Couverture du livre Allan Caméron : roman pastiche

Auteur : Auguste Callet | Javelin Pagnon

Date de saisie : 11/11/2007

Genre : Romans et nouvelles - français

Editeur : Publications de l'Université de Saint-Etienne, Saint-Etienne, France

Prix : 33.00 € / 216.47 F

ISBN : 978-2-86272-466-9

GENCOD : 9782862724669

Sorti le : 08/11/2007


  • La présentation de l'éditeur

L'action du roman se déroule sur une douzaine de semaines en 1651, hormis l'épilogue-conclusion qui se passe une dizaine d'années plus tard.

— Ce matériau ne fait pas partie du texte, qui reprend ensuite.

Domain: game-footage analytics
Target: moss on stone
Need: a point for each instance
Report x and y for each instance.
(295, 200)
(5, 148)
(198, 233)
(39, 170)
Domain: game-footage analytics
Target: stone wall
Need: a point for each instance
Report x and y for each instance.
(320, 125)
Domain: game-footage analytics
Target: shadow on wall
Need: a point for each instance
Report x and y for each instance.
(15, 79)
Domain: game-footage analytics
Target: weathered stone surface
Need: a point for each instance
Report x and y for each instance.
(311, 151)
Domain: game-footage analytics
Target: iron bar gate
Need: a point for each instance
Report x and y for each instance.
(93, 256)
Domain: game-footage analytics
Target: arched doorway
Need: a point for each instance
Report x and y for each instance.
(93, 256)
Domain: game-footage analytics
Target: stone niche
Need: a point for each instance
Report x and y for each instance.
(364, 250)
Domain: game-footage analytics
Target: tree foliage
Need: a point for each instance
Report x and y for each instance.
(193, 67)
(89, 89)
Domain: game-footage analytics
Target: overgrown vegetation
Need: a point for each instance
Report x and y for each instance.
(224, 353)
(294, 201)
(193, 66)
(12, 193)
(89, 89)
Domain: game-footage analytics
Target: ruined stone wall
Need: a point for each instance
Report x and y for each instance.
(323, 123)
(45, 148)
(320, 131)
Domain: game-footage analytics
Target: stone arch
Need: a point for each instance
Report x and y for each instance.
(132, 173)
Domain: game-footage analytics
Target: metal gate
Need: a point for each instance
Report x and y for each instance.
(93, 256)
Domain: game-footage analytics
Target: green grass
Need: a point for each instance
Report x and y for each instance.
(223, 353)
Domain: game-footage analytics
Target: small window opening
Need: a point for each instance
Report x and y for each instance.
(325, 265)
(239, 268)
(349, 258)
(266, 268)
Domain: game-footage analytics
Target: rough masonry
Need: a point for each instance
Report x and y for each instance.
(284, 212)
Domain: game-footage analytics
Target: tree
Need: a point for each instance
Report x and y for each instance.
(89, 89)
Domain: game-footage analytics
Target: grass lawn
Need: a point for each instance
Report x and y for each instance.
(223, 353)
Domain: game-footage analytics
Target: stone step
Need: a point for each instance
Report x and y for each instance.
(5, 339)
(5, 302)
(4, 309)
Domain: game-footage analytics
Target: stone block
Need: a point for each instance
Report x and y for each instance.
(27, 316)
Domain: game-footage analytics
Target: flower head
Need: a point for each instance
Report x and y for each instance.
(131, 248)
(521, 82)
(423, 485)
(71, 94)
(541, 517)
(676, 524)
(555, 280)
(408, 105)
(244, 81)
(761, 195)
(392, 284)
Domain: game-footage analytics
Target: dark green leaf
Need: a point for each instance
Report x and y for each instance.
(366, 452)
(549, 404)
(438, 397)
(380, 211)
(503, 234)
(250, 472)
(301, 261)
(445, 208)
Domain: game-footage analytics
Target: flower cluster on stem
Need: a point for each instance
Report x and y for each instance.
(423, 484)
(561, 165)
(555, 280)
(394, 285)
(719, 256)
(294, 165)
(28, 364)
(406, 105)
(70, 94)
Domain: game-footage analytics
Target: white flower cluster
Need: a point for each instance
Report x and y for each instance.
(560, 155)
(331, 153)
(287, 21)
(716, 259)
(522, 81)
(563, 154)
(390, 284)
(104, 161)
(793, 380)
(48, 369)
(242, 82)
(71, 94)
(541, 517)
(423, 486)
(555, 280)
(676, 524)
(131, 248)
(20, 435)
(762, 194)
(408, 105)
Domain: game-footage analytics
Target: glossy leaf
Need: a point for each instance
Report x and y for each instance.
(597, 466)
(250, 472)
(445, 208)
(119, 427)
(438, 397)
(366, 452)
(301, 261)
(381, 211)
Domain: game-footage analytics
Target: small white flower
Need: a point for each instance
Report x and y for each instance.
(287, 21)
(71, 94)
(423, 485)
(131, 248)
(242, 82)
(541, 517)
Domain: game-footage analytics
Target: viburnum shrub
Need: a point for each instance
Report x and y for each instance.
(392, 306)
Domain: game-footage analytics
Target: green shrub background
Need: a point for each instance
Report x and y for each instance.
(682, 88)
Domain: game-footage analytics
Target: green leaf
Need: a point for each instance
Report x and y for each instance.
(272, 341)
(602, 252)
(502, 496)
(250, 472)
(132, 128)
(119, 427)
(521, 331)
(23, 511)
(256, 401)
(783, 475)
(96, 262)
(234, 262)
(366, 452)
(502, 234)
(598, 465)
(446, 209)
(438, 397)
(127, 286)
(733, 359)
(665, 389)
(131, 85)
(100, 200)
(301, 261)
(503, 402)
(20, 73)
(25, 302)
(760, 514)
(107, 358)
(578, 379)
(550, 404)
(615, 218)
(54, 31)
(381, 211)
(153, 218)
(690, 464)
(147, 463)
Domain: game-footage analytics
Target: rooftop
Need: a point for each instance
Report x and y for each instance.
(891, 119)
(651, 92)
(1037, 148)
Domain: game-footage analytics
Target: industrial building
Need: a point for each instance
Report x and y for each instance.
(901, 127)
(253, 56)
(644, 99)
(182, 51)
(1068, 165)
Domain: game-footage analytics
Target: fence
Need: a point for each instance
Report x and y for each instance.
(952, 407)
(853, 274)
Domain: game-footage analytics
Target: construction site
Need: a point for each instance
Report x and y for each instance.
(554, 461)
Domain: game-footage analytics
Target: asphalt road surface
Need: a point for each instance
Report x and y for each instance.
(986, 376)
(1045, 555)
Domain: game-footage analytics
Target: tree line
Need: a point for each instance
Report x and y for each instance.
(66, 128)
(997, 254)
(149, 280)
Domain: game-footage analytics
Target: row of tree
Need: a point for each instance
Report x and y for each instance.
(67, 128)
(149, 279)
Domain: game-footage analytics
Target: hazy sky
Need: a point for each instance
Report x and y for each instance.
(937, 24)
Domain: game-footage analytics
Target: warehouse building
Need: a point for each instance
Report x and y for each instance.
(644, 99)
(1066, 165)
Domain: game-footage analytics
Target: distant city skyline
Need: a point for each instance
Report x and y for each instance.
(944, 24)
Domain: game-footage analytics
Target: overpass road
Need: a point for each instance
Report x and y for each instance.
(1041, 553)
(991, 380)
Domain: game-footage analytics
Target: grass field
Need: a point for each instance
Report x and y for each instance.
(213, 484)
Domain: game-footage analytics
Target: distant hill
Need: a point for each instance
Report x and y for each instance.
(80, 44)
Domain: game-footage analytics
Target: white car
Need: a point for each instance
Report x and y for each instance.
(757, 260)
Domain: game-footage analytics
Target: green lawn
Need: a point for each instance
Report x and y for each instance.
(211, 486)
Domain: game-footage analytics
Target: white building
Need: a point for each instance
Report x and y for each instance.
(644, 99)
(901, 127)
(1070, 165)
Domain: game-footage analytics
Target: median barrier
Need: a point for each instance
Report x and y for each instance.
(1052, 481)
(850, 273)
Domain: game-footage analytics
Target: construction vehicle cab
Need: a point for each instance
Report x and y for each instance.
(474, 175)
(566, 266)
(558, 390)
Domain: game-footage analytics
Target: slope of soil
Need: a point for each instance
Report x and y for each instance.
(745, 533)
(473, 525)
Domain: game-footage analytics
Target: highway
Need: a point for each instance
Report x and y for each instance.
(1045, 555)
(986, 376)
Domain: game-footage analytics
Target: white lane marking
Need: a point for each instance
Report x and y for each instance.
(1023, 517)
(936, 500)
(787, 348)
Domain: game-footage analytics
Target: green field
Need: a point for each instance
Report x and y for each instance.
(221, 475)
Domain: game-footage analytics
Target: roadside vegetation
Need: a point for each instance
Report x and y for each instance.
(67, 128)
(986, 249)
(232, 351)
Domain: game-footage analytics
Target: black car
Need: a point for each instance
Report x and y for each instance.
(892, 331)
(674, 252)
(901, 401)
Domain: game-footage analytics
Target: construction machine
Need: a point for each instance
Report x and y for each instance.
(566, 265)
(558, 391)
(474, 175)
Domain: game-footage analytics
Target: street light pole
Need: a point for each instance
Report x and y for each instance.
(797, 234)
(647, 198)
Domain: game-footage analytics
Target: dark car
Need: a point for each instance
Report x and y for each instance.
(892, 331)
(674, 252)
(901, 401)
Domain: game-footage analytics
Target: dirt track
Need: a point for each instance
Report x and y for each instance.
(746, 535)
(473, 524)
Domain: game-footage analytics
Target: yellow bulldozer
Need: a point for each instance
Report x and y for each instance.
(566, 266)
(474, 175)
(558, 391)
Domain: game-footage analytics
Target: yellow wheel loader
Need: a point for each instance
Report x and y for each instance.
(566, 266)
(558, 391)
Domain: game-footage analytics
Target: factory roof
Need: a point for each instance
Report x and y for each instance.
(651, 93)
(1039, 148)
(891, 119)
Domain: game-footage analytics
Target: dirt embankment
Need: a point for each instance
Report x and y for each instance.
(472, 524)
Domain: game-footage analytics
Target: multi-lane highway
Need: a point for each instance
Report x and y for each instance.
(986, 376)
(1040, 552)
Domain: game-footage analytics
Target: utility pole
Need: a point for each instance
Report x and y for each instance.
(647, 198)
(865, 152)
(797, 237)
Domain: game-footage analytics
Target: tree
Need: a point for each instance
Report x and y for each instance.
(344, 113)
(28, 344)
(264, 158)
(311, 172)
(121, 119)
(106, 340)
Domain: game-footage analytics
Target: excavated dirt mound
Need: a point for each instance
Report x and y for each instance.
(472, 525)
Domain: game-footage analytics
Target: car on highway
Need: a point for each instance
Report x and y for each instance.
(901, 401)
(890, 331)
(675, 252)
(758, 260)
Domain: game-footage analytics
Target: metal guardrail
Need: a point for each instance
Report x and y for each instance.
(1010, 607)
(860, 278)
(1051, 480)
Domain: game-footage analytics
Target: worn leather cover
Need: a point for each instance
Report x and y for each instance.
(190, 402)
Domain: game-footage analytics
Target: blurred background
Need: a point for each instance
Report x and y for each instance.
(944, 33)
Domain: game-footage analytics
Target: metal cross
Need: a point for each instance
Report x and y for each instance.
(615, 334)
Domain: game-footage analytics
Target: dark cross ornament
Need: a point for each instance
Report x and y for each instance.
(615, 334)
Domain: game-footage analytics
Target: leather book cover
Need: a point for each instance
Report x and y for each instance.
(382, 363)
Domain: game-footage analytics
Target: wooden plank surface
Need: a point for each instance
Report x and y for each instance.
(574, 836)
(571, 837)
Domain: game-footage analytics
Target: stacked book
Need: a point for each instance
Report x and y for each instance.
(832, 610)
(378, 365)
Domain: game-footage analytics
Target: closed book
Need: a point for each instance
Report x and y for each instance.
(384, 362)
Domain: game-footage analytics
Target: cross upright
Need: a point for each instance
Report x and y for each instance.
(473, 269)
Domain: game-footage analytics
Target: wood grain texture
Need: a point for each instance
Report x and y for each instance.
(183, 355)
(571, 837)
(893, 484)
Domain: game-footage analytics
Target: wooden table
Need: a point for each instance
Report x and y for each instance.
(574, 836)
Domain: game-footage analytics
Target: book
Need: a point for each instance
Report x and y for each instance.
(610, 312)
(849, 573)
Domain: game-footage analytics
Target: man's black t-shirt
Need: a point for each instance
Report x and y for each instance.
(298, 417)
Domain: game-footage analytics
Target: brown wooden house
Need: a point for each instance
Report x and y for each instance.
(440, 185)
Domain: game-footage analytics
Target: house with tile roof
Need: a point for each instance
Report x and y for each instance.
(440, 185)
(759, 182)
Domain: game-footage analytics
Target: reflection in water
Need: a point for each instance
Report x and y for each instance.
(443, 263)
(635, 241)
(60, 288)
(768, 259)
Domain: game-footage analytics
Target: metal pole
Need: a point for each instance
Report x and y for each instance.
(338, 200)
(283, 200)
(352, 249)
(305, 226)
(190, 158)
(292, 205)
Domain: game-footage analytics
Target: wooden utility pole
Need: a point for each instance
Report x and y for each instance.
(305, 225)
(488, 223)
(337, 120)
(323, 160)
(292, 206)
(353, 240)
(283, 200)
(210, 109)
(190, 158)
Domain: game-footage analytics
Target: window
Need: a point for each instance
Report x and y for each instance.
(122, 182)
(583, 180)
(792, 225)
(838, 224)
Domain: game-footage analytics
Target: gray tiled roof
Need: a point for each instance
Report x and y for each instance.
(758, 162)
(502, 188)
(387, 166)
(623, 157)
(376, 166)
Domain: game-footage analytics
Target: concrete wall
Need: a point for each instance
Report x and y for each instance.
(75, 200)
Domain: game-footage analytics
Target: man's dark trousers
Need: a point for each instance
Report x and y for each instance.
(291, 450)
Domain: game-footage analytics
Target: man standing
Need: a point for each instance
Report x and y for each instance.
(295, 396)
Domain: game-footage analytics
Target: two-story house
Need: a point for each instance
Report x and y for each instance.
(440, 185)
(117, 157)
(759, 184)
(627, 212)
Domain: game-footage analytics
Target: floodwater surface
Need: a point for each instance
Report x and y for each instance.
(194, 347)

Le récit débute en Ecosse, en été : l'armée anglaise de Cromwell poursuit Charles Stuart qui s'est fait couronner Roi d'Ecosse, sous le nom de Charles IL Le roi rejoint le clan Caméron, dans le Lochaber, et après avoir déjoué le piège des Têtes-Rondes tout le monde part en Angleterre espérant provoquer un soulèvement des partisans du roi. Le narrateur, préférant les histoires de fantômes, se tient à l'écart de la bataille historique de Worcester. La défaite des partisans du roi provoque l'éparpillement du groupe, et le jeune Allan est donné pour mort sur le champ de bataille-Le lecteur observe la chasse à l'imposteur menée par Cromwell en personne. Mais, traversant de nombreuses scènes pimentées de tension et de coups de théâtre où alternent des batailles, opposant la bravoure et la cruauté, et des rencontres romantiques avec la belle Judith, le roi entouré de fourbes et de bouffons parviendra-t-il à gagner la côte près de Bristol et à s'échapper vers la France ?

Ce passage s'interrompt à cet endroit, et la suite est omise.